The acoustic emission (AE) signal characteristics and deformation characteristics of cracked rocks under shear load can characterize the degree of rock degradation under freeze–thaw (F-T) cycles. Understanding these characteristics is of great significance for preventing rock mass engineering disasters in cold regions. In view of this, the effects of F-T cycles and crack inclination angle β on rock shear characteristics were studied by carrying out F-T tests and direct shear tests of rock-like samples with different crack inclination angles. Then, combined with AE technology and digital image correlation (DIC) technology, the effects of F-T cycle and crack inclination angle β on the characteristics of AE signals and shear deformation failure characteristics at each stage of the shearing process were analyzed. The research results show that: the deterioration of shear properties mainly occurs during the first 10 cycles.
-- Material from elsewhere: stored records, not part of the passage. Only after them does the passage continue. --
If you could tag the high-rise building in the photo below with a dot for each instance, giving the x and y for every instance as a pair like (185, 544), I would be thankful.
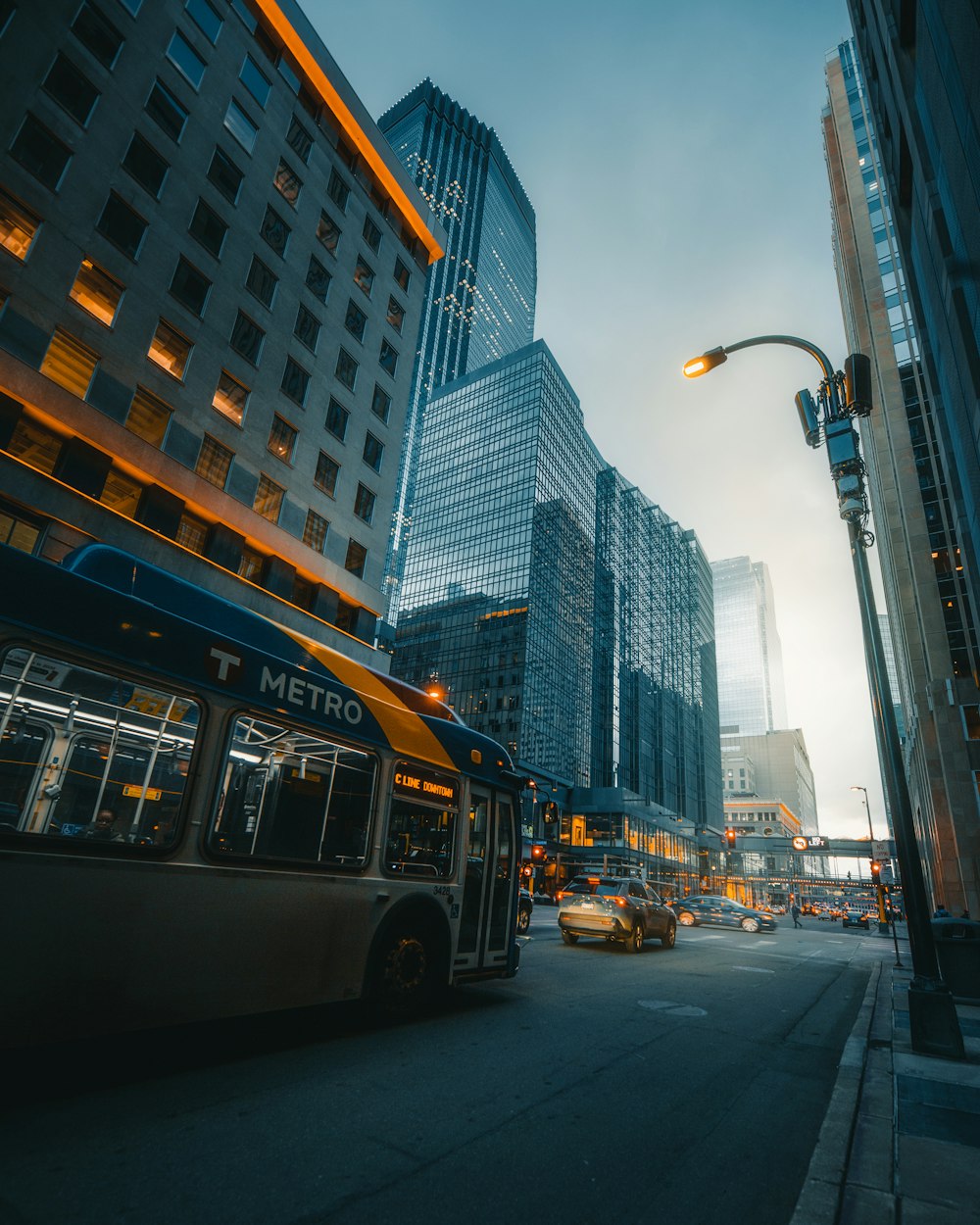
(211, 278)
(479, 302)
(896, 231)
(563, 612)
(751, 691)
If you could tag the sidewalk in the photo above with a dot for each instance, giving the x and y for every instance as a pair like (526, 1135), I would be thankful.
(901, 1140)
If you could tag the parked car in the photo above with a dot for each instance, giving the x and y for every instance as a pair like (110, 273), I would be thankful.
(715, 911)
(524, 907)
(620, 909)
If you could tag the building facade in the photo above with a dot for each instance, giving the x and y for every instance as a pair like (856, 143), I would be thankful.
(921, 480)
(563, 612)
(211, 278)
(751, 690)
(479, 300)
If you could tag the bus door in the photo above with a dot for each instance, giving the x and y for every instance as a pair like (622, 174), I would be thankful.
(486, 921)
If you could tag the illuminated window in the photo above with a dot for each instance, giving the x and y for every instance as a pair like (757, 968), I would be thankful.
(148, 416)
(225, 175)
(146, 166)
(215, 462)
(364, 277)
(72, 88)
(230, 398)
(186, 60)
(269, 499)
(40, 152)
(282, 439)
(240, 126)
(171, 349)
(327, 470)
(70, 363)
(18, 225)
(288, 184)
(97, 292)
(315, 530)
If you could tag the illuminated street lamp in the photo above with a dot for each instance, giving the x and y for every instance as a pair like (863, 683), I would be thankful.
(842, 397)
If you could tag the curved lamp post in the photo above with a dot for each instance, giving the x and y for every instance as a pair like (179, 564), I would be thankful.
(842, 397)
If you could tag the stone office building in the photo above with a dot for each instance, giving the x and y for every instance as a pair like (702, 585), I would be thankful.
(211, 275)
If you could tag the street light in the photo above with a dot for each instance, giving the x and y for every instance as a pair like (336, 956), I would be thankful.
(842, 396)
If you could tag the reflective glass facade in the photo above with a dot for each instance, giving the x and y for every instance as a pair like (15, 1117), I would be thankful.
(479, 302)
(559, 609)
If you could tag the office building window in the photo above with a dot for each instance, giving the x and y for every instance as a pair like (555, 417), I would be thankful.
(288, 184)
(122, 225)
(338, 191)
(364, 277)
(327, 470)
(255, 81)
(167, 112)
(356, 319)
(146, 166)
(371, 234)
(72, 89)
(171, 349)
(230, 398)
(96, 292)
(373, 451)
(347, 368)
(282, 439)
(240, 126)
(364, 504)
(299, 140)
(209, 228)
(269, 499)
(96, 32)
(148, 416)
(388, 358)
(246, 338)
(328, 233)
(261, 280)
(337, 419)
(19, 225)
(40, 152)
(295, 381)
(274, 230)
(307, 328)
(215, 462)
(315, 530)
(190, 287)
(396, 315)
(186, 60)
(70, 363)
(318, 279)
(357, 559)
(206, 20)
(381, 403)
(225, 175)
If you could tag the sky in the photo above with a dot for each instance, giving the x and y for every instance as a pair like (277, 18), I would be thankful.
(674, 158)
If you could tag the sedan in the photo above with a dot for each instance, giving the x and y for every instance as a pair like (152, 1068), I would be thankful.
(622, 910)
(714, 911)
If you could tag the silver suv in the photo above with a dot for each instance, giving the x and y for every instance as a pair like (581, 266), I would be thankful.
(618, 909)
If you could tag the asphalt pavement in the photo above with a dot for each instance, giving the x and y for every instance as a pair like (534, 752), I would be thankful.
(901, 1140)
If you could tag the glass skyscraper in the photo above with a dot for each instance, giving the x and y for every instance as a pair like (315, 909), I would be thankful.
(560, 611)
(751, 691)
(479, 302)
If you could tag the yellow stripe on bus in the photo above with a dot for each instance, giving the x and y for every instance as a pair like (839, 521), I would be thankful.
(406, 730)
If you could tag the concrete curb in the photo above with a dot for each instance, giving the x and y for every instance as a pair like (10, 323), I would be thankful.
(823, 1187)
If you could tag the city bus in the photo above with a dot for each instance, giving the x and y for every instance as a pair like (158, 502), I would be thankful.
(206, 813)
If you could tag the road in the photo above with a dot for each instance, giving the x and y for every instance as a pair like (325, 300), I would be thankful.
(675, 1084)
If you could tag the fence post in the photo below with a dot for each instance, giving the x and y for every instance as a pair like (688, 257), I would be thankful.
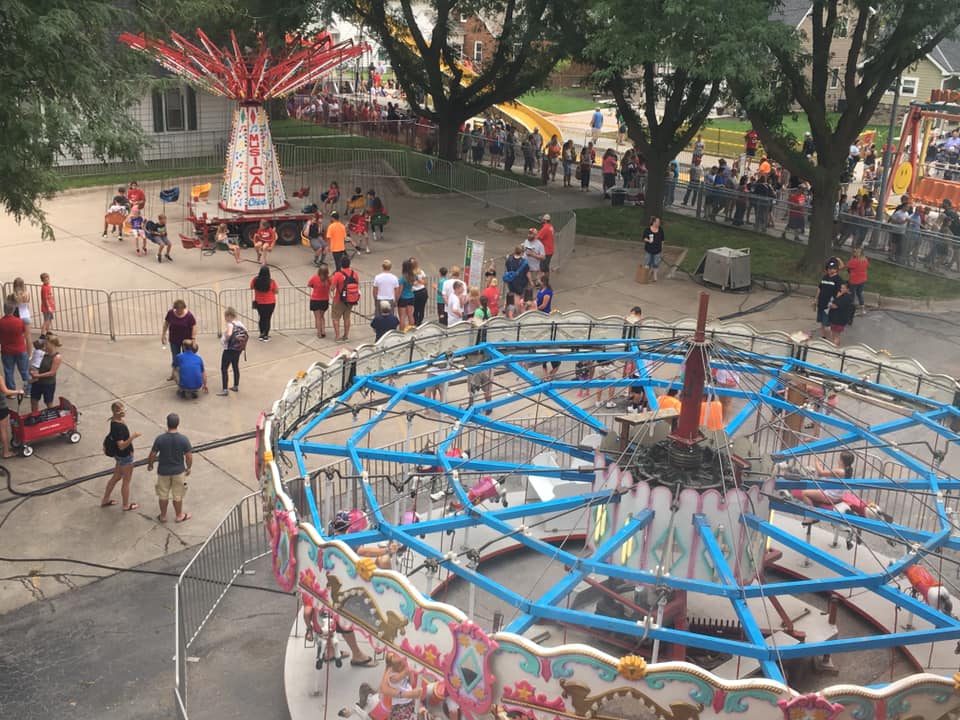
(110, 323)
(179, 657)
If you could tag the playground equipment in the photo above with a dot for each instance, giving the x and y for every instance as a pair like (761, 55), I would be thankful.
(252, 186)
(683, 526)
(921, 168)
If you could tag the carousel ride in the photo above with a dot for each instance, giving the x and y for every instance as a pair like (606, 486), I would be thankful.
(683, 531)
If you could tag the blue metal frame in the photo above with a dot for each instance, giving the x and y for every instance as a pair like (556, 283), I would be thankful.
(511, 356)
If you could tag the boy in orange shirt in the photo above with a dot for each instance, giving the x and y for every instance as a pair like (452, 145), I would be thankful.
(47, 304)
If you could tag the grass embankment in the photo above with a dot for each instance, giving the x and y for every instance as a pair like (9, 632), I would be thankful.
(298, 133)
(770, 257)
(558, 102)
(796, 124)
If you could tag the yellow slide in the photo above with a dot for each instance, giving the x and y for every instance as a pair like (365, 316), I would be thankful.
(518, 113)
(526, 116)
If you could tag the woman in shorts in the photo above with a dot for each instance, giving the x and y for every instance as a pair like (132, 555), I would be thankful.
(43, 383)
(408, 278)
(123, 470)
(319, 285)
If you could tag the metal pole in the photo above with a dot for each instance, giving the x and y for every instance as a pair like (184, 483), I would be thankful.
(887, 153)
(694, 375)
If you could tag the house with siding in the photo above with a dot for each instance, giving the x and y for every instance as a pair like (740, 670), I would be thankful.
(178, 122)
(939, 69)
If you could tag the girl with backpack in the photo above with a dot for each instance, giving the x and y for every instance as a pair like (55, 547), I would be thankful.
(319, 286)
(118, 444)
(234, 340)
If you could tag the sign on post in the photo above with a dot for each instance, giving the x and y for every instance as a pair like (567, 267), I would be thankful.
(472, 260)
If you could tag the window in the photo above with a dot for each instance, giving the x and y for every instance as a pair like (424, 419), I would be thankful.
(908, 87)
(174, 109)
(834, 78)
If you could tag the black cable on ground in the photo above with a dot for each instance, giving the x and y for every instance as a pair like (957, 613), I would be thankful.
(117, 569)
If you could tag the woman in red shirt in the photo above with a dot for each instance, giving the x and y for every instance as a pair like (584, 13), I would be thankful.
(264, 300)
(264, 240)
(319, 285)
(492, 293)
(857, 267)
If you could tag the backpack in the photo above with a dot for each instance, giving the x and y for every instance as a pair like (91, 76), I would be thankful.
(350, 292)
(510, 275)
(238, 338)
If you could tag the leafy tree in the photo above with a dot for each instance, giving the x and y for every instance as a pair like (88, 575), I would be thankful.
(426, 62)
(873, 42)
(666, 72)
(64, 88)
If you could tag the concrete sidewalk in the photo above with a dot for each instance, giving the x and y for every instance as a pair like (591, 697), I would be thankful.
(598, 278)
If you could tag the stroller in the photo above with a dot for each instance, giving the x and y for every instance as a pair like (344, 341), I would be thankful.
(26, 429)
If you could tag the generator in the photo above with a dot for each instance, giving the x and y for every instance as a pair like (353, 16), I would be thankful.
(726, 267)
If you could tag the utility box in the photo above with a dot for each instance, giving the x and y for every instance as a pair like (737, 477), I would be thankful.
(726, 267)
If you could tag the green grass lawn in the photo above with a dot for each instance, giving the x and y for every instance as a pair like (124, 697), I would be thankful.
(795, 123)
(300, 134)
(558, 102)
(769, 257)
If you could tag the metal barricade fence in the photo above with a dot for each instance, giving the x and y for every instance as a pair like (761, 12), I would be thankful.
(141, 312)
(76, 310)
(238, 540)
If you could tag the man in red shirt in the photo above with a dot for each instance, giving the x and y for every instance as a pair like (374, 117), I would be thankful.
(13, 347)
(135, 195)
(547, 237)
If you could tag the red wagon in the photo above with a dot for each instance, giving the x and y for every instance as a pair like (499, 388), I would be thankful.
(48, 422)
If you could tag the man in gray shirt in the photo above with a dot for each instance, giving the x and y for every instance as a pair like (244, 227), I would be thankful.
(174, 457)
(534, 252)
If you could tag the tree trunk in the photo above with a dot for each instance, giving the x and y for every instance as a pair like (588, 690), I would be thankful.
(448, 139)
(656, 184)
(826, 188)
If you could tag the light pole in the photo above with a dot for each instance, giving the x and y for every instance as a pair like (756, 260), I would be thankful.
(888, 151)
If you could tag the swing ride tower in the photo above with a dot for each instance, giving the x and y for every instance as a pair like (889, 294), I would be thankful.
(252, 182)
(681, 549)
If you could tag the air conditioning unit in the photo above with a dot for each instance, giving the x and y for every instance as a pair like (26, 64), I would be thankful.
(727, 268)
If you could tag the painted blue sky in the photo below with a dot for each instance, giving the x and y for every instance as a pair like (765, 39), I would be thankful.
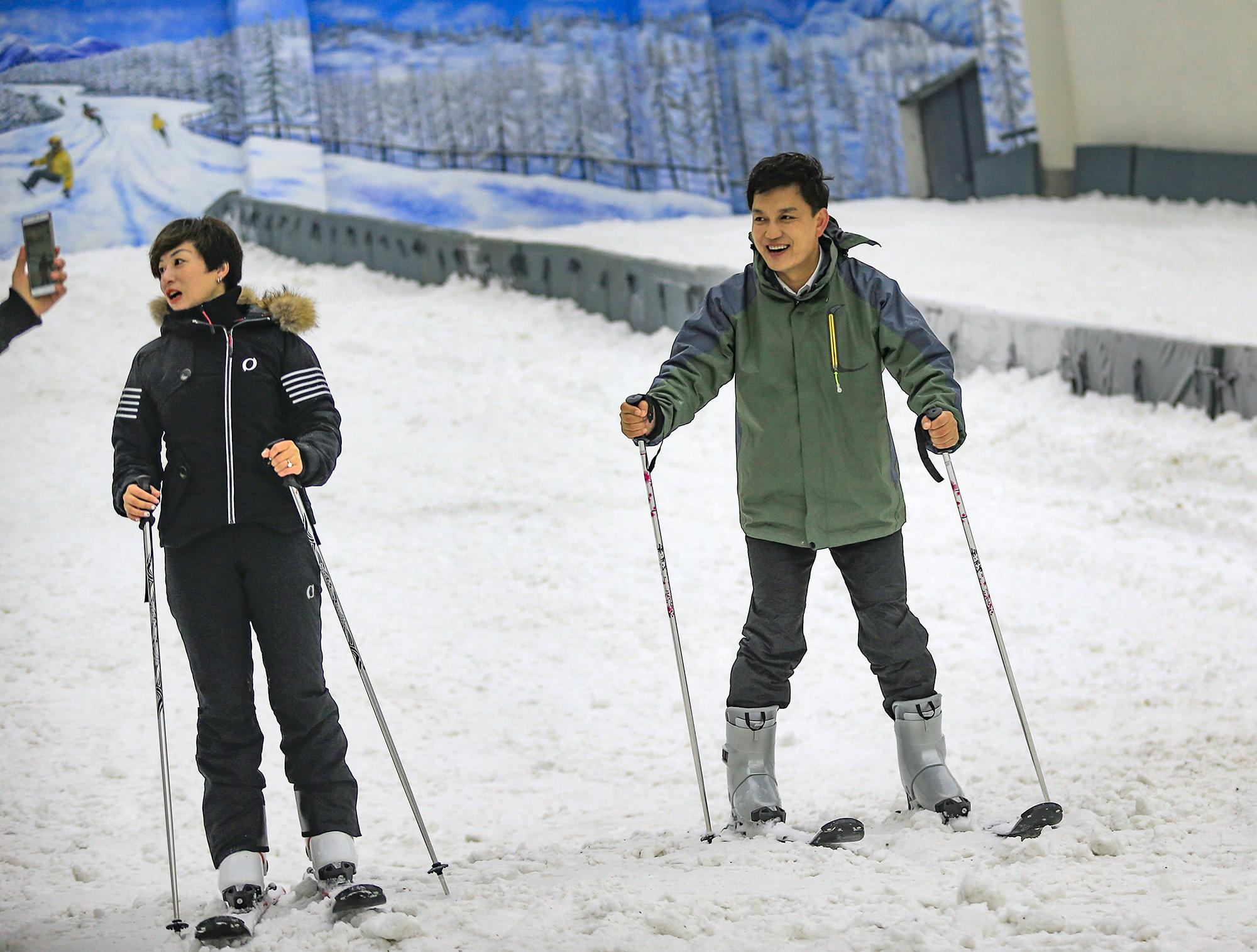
(427, 14)
(135, 23)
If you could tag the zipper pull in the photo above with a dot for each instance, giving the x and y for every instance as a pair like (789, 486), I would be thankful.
(834, 356)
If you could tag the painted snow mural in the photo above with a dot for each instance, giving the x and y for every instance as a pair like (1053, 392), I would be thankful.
(477, 116)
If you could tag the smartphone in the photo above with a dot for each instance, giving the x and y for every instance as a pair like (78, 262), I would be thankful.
(37, 234)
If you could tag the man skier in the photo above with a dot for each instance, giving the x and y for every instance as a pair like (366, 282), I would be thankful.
(160, 128)
(805, 332)
(58, 168)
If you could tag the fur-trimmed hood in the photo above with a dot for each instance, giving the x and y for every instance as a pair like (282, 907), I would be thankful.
(291, 309)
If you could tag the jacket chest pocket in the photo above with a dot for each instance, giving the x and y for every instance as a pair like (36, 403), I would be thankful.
(847, 349)
(183, 376)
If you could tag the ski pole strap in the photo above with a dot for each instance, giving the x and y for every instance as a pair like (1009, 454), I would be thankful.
(291, 483)
(634, 400)
(923, 442)
(145, 483)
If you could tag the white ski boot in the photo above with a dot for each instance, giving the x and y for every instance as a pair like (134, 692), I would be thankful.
(751, 770)
(334, 865)
(923, 769)
(247, 896)
(243, 880)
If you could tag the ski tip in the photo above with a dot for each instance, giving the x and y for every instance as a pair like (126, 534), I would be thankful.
(847, 829)
(221, 930)
(360, 896)
(1033, 822)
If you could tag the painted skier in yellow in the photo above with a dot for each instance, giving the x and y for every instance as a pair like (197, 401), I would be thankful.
(60, 168)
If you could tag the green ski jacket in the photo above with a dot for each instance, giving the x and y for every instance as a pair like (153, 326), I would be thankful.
(816, 460)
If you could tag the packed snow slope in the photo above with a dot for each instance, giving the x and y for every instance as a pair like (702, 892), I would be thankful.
(488, 534)
(1167, 268)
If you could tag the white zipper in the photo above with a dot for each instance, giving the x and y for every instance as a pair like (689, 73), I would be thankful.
(227, 412)
(227, 405)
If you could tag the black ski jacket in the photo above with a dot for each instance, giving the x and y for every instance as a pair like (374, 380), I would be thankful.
(224, 381)
(16, 317)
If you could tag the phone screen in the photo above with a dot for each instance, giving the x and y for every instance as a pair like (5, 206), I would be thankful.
(41, 254)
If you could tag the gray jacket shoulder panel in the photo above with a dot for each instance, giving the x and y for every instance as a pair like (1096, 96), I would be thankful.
(897, 313)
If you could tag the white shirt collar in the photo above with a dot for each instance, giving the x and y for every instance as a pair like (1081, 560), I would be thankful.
(808, 284)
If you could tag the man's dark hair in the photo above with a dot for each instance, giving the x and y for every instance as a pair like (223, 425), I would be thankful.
(790, 168)
(213, 239)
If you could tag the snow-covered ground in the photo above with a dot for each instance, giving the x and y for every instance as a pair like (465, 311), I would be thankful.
(488, 534)
(1170, 268)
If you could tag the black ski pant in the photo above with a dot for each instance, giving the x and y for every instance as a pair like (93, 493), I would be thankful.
(218, 586)
(772, 641)
(42, 175)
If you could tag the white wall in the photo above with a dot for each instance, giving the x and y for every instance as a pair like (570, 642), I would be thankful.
(1157, 73)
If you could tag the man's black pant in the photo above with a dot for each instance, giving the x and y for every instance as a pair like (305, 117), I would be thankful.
(217, 586)
(772, 641)
(42, 175)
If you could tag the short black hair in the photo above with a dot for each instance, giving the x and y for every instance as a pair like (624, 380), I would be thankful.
(790, 168)
(213, 239)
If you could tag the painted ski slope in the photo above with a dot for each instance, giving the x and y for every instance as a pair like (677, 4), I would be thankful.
(128, 183)
(488, 534)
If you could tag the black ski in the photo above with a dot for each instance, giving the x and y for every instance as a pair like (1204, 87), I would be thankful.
(1031, 823)
(1029, 826)
(236, 927)
(354, 899)
(833, 834)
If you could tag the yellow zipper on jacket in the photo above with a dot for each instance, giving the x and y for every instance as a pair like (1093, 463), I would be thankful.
(834, 356)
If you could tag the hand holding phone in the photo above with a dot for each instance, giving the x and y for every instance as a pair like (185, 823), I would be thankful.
(40, 275)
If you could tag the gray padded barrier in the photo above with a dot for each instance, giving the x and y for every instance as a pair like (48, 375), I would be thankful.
(1175, 173)
(1104, 168)
(1166, 173)
(657, 294)
(1014, 172)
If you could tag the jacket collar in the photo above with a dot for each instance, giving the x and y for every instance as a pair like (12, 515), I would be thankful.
(291, 309)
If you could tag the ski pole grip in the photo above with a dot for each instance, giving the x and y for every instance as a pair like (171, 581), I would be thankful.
(923, 441)
(633, 400)
(146, 485)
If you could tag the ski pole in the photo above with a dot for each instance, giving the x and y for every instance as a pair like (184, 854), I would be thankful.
(307, 514)
(995, 622)
(677, 638)
(175, 925)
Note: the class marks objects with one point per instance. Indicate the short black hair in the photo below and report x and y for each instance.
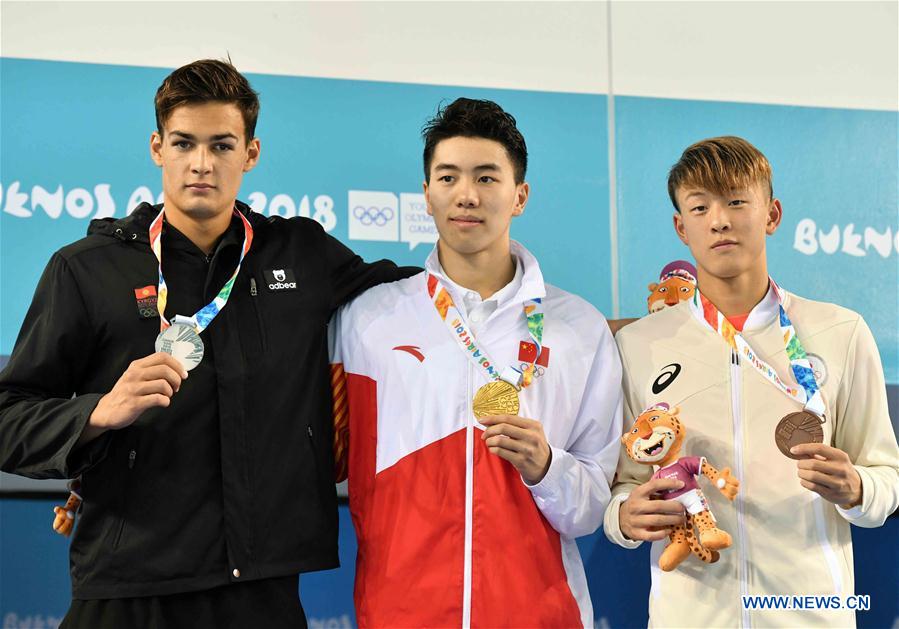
(207, 81)
(470, 118)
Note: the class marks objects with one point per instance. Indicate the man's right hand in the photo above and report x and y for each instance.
(646, 518)
(148, 382)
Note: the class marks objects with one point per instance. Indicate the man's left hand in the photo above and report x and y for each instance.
(829, 473)
(521, 442)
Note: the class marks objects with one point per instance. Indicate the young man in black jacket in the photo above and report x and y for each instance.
(206, 468)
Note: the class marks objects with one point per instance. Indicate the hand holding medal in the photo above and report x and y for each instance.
(795, 428)
(519, 440)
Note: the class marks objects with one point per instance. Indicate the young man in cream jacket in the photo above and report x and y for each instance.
(721, 357)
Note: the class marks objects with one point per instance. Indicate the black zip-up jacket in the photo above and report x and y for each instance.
(234, 480)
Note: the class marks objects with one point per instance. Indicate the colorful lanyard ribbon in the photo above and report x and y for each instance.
(201, 320)
(533, 312)
(809, 395)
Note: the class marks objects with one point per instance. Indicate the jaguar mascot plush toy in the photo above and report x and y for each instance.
(677, 282)
(656, 439)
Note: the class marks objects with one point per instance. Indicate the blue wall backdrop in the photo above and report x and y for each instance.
(75, 147)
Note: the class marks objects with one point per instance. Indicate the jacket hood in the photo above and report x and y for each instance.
(136, 226)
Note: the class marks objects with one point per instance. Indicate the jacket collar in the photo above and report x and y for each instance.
(761, 315)
(532, 285)
(136, 226)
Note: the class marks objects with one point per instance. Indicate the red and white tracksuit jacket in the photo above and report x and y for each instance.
(449, 534)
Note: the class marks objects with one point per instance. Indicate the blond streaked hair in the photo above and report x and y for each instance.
(720, 165)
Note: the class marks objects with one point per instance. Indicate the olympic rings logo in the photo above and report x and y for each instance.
(373, 215)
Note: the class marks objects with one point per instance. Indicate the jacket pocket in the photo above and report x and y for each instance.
(123, 500)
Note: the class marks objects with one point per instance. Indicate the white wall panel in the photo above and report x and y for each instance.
(546, 46)
(826, 54)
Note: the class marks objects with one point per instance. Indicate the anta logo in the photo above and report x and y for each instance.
(414, 350)
(280, 279)
(668, 375)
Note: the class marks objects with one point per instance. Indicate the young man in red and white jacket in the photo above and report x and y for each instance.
(484, 409)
The cohesion and internal friction angle of the samples are the smallest at 30° and 60°, respectively, and the shear strength is the smallest at 60°. The damage degree of F-T cycle to the cracked samples at different angles is different. The damage degree of the 0° inclination single-cracked sample is the largest, reaching 57.17%, and the 90° sample is the smallest, reaching 49.43%. The count and b-value features of AE indicated that F-T cycles attenuated the differences in AE signal features at various stages of the shearing process. When the number of F-T cycles is less than 5, the b-value of AE undergoes a change process of a small and slow rise, a small slow decrease, a sharp decrease, and an oscillating change. When the F-T cycle reaches 20 times, the AE count and b-value characteristics did not change significantly. The speckle results show that when the normal stress is 1.5 MPa, the failure mode of the sample under shear load is pure shear or tensile-shear failure. With the increase of the number of F-T cycles, the sample has a large strain area increases and tends to fail along the shear plane.